On the other hand, the president wants a "vertical" isolation without a plan,
he simply wants to "reopen the economy" (whatever it means). Remembering that
he has largely underplayed the issue, calling it "just a little flu" (probably
it would be better translated to: "just a cold").

Brazil doesn't have enough tests to make good decisions about which areas
should be in a horizontal isolation or to be instead in a vertical one.

The former health minister was clear that all the information coming from his
office should be backed by science (and this alone was bugging the president a
lot for some reason). This also meant that he, as the health minister,
couldn't go public and say that a specific medication was effective to treat
the covid-19 just because some tests worked in vitro (any doctor or scientist
knows that this alone doesn't mean that it'll work efficiently in vivo).

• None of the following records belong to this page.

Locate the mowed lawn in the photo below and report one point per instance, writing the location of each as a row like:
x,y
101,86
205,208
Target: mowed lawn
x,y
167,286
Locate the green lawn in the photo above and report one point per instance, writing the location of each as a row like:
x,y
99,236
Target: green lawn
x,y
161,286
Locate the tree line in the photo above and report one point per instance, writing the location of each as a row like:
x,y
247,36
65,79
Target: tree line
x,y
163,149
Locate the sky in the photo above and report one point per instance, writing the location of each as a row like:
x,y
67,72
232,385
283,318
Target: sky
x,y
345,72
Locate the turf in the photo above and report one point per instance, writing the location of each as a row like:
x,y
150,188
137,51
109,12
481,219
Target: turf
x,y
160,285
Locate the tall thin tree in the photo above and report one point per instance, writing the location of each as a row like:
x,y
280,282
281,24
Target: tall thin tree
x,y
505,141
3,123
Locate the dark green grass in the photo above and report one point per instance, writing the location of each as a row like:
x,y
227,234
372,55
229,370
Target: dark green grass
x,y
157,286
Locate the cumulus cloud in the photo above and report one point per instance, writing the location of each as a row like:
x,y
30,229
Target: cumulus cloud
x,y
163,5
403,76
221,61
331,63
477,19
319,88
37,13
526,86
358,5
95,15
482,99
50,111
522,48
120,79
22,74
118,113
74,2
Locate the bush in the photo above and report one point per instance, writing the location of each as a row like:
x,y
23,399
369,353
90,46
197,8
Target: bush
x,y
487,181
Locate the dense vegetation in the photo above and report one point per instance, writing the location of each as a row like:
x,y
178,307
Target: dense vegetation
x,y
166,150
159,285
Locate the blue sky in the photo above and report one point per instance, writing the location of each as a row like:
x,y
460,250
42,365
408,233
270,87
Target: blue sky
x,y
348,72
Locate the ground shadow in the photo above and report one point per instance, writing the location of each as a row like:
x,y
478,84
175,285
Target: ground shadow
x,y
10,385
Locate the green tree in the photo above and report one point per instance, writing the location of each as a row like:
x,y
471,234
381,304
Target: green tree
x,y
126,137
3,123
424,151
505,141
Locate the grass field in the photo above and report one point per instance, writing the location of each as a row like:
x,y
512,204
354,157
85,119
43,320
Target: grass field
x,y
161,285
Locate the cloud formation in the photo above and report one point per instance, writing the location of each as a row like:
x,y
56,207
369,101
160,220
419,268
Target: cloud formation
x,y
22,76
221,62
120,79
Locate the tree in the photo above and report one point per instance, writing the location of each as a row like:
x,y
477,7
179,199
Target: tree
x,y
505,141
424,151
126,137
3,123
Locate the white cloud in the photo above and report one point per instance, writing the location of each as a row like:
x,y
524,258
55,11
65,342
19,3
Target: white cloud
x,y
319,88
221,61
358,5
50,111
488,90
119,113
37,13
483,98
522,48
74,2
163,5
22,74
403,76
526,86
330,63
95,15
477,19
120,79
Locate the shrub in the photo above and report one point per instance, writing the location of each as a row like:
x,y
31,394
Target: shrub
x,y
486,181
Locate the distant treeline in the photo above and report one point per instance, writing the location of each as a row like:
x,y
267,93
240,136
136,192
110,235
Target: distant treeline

The president behaviour was the opposite, many times he went public to say
that a drug tested in vitro was enough to have the horizontal isolation lifted
out. And as a consequence or his irresponsible pronouncements, many of his
followers ran to the drug stores to buy certain medications, leaving people
that really need them for other diseases without medication.

So the main issue turned out to be the fact that the former health minister
was becoming popular because of his common sense, and everyone knows that in
the eyes of a populist, "there can be only one".

------
aphroz
Honest question: Did we see any anormal mortality in any country caused by the
covid-19? Countrywide there seems to be less death than usual on the period
January-March in Europe.

Edit: And here goes my karma. I will need to do some PR to catch up with this
:)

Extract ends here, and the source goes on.